「大阪城は誰が建てたか知ってる?」
「豊臣秀吉!」
「残念ー。ハズレ。大工さんやで」
というのは関西の小学生ではお約束になっているやり取りですが、じっさいのところは大工が建てたわけです。
安土城を建てたのは映画『火天の城』で有名になった岡部又右衛門ですが(子の岡部以俊とともに大工棟梁をつとめた)、秀吉が築いた初代大坂城(豊臣大坂城)の棟梁を誰がつとめたのかはよくわかってないそうです。
のちに徳川家康のお抱え城大工として多くの城を築くことになる中井正清の父、中井正吉が片桐且元に請われて大坂城の築城に参加したという記録はあるそうですが、どういう立場での参加だったのかはわかりません。
(おそらくは棟梁もしくはそれに準じた立場だと思うのですが)
なお、豊臣大坂城は「大坂の陣」で焼失し、そのあとに徳川家によってあらたに大坂城が築かれますが、この棟梁をつとめたのは中井正清の長男で、正吉の孫にあたる中井正侶(まさとも)です。
岡部又右衛門はもともと熱田神宮の宮大工、中井正吉も法隆寺の宮大工というように、安土桃山時代にお城に天守が築かれるようになると、宮大工が登用されました。
その理由は、当時の日本で高層建築物(もちろん木造)は五重塔などに代表される、寺院の塔や社殿くらいでしたから、天守の造営において宮大工の技術が必要だったからです。
その影響として、寺院建築特有の装飾である華頭窓や唐破風などが天守にもあります。
棟梁は城の構造のすべてを知っている重要な存在ですから、待遇も良かったようですね。
中井正清は従四位下・大和守の官位をもらい、1000石を知行していたそうです。
ちなみに現在の大阪城(大坂城ではなく大「阪」城)を施工したのは大林組です。
提唱者は1928年(昭和3年)当時の大阪市長である關一氏で、設計は大阪市土木局建築課の古川重春氏、意匠は天沼俊一氏、構造は波江悌夫氏と片岡安氏が担当しています。
(詳しくはこちら)
さらに余談ですが、秀吉が「豊臣」姓を賜ったのは1586年(天正14年)9月9日のことで、大坂城(豊臣大坂城)の着工は1583年(天正11年)、天守竣工も1585年(天正13年)ですから、どちらにしても「豊臣秀吉」という答えは不正解となります。

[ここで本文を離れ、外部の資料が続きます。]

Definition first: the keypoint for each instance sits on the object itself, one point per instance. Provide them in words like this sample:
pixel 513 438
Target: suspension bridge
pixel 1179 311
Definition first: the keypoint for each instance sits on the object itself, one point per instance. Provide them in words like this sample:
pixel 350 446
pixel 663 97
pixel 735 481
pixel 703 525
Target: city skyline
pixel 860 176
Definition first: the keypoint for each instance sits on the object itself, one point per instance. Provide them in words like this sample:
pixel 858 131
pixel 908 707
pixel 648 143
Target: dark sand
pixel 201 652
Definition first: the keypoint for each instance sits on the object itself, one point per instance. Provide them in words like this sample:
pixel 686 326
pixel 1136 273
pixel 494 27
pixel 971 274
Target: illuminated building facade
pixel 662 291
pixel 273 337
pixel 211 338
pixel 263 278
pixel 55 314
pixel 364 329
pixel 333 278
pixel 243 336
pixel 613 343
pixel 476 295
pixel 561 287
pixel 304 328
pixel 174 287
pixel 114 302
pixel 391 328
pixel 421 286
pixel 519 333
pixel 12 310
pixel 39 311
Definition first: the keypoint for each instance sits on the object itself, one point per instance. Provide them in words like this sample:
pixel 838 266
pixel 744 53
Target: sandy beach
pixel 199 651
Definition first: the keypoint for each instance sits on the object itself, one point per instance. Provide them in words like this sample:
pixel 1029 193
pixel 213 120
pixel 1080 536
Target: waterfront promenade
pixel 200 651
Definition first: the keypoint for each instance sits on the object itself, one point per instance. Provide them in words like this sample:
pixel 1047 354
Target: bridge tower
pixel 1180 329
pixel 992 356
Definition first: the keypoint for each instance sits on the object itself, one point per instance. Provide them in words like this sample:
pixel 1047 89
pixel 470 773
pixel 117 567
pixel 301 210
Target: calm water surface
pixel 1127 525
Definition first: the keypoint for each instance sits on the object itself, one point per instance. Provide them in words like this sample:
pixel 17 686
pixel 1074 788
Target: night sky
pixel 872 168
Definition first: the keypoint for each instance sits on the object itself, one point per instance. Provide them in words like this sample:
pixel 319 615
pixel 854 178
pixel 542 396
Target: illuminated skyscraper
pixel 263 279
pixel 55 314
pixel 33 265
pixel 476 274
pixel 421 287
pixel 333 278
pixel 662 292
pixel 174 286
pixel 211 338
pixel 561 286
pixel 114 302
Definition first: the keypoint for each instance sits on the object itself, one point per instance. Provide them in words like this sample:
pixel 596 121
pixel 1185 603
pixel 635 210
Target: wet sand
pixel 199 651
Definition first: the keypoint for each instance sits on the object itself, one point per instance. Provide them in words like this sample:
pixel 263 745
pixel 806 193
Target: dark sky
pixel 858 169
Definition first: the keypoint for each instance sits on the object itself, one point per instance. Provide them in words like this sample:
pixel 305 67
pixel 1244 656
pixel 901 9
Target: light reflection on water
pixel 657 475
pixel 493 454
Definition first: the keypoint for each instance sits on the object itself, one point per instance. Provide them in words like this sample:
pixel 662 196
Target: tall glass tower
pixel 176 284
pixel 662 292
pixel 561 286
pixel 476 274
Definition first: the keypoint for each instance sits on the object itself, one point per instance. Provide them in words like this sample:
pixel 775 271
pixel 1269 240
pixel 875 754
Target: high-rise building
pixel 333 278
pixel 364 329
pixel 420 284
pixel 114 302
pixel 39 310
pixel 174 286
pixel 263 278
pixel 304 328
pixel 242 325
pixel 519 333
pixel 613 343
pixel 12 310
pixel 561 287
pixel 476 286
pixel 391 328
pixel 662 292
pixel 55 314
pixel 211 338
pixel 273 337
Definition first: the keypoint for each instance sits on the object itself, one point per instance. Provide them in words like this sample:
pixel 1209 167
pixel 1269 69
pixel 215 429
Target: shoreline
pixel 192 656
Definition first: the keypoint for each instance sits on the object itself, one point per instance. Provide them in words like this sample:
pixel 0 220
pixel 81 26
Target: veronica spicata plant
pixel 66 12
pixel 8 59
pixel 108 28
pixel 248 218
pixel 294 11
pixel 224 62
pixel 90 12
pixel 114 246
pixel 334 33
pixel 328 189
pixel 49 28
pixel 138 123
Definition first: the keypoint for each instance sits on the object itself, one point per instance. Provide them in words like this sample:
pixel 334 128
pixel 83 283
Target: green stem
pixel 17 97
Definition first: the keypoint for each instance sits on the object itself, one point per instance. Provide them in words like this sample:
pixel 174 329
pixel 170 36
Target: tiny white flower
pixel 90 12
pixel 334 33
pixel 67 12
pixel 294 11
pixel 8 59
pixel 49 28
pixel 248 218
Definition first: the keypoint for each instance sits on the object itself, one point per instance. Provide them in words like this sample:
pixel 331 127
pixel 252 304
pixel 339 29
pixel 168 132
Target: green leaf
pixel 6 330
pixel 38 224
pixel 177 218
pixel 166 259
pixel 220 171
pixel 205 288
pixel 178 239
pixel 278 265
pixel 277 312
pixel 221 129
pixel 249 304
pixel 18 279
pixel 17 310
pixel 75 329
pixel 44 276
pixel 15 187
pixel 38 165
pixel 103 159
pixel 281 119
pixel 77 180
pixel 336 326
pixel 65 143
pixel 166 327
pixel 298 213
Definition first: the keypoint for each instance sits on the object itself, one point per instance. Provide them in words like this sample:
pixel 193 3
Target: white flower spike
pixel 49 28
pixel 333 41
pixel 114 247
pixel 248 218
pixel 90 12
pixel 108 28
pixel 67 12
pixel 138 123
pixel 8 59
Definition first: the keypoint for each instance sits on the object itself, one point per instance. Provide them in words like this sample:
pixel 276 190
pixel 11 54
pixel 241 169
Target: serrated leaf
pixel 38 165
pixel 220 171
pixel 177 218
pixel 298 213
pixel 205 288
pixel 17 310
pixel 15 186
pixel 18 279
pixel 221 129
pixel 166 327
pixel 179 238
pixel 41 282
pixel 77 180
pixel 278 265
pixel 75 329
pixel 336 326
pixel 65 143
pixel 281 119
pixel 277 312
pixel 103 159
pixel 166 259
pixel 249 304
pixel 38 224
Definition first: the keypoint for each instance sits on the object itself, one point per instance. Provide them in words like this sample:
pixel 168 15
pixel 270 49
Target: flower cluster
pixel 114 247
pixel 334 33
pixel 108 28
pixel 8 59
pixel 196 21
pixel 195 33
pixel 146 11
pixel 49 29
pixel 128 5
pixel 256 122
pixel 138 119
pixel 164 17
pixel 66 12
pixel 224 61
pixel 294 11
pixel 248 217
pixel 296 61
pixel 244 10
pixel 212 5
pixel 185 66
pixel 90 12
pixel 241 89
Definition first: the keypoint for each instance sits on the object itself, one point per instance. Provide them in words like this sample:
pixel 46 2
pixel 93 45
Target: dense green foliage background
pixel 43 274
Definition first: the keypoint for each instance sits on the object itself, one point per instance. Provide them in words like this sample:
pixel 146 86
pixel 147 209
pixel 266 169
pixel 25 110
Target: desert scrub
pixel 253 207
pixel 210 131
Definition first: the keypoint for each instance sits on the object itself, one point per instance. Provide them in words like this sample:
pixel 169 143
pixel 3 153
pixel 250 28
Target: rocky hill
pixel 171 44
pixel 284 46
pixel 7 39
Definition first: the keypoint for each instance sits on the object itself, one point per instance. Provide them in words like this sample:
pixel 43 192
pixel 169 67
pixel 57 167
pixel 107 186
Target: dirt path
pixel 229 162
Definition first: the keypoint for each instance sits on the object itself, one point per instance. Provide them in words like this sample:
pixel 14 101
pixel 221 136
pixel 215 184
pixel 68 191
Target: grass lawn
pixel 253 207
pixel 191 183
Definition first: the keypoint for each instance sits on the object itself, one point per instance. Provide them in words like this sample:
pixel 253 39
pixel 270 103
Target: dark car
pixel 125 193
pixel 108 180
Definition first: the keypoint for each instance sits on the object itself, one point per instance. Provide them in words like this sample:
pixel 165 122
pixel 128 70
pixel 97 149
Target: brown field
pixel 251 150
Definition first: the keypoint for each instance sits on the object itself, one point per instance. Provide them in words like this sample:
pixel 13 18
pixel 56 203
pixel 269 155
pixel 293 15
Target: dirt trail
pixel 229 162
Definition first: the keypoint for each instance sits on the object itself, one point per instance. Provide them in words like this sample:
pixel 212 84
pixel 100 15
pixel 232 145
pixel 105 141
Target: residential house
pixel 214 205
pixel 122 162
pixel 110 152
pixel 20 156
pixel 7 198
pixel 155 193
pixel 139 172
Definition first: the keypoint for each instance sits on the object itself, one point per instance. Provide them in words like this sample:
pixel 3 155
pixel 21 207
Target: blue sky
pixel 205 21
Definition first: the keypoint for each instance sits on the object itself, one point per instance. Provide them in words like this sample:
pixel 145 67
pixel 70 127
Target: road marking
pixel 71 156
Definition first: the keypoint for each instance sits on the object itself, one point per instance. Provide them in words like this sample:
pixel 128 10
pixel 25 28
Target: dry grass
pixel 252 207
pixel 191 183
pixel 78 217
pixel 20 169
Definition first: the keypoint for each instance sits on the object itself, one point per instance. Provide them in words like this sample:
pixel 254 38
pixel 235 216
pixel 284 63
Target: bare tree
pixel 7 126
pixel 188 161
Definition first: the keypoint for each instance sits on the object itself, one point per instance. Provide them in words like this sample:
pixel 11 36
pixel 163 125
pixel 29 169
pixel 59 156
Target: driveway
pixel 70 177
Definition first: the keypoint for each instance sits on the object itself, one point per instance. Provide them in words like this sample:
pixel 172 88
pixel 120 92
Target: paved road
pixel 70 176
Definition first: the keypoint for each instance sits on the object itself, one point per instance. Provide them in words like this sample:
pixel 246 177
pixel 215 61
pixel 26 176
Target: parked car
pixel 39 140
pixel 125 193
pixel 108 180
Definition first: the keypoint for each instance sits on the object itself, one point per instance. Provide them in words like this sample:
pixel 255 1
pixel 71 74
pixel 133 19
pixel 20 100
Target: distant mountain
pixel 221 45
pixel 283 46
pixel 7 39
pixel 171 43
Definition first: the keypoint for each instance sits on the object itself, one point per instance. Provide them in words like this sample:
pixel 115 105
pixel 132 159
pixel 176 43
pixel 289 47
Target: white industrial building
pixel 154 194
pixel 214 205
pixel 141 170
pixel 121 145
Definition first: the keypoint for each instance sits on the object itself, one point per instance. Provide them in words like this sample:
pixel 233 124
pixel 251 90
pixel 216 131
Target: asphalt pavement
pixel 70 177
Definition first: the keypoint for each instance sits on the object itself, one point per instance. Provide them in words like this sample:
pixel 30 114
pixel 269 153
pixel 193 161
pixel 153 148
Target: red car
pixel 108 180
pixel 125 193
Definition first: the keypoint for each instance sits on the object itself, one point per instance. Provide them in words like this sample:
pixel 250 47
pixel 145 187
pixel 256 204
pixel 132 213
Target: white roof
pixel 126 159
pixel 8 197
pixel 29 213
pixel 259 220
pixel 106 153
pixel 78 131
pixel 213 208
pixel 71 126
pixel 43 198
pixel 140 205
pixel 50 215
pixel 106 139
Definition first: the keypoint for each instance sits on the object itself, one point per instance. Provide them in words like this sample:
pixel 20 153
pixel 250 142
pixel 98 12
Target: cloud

答えるなら「羽柴秀吉」でしょうね。
なお、秀吉は「羽柴」から「豊臣」に改めたのではありません。
「羽柴」は名字(苗字)であり、「豊臣」は氏(本姓)であって、これは武田氏が源氏(清和源氏)、北条氏が平氏(桓武平氏)のように名字と氏は別のものです。
もともと秀吉は信長にならって平氏を称していたのを、1585年(天正13年)7月、関白就任にあたり、前関白・近衛前久の猶子となって藤原氏に改め、さらに豊臣氏に改めています。
つまり「羽柴」から「豊臣」に改めたのではなく、「藤原」から「豊臣」に改めたというわけです。
この豊臣氏は羽柴秀吉があらたに創始した氏であり、その後、明治時代に「氏」制度が廃止されるまで、あらたな氏は創設されなかったことから、最後に誕生した氏ということになります。